Ventimiglia: la tassa di soggiorno non convince il consigliere Ballestra “Ha senso nelle grandi città dove il turismo è impattante, qui no”

“Se i comuni hanno bisogno di far cassa - continua - allora comprendo la scelta, ma sinceramente non capisco l’introduzione di questa tassa in città in cui il turismo non è impattante come altrove, pensiamo solo a Venezia o Roma."

“Qua si tratta semplicemente di una questione di buon senso. Occorre valutare se i turisti sono una risorsa o un peso. Se si pensa che creino disagio, allora è giusto inserire una tassa.” A dirlo è il consigliere d’opposizione del Comune di Ventimiglia, Giovanni Ballestra che non si è mostrato affatto favorevole all’idea dell’Amministrazione di introdurre la tassa di soggiorno, già a partire dai primi mesi del 2018. Una scelta, a detta del consigliere di minoranza, che ha senso nelle grandi città, ma che lascia il tempo che trova in comune più piccoli come Ventimiglia o come quelli dell'intero comprensorio.

“Se i comuni hanno bisogno di far cassa - continua - allora comprendo la scelta, ma sinceramente non capisco l’introduzione di questa tassa in città in cui il turismo non è impattante come altrove, pensiamo solo a Venezia o Roma.

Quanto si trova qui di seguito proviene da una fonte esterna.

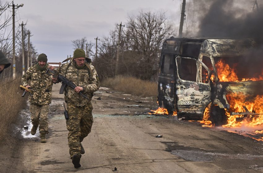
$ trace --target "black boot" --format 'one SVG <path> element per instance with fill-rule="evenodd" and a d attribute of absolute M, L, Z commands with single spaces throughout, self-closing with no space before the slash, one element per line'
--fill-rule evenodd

La comprenderei anche in un altro caso, laddove questa potesse consentire ad esempio una riduzione della Tari, o delle agevolazioni per le strutture alberghiere, ma questo per legge non è possibile.” 

Il consigliere Ballestra sottolinea, inoltre, come questa tassa possa essere disincentivante e penalizzante dal punto di vista turistico: “Non lo dico da membro dell’opposizione - continua - ma da cittadino. L’unica motivazione è legata al fatto che i bilancio dei comuni non stiano più in piedi da soli. L’introduzione di questa imposta non porterà ad un incremento a livello di manifestazioni o di qualità.”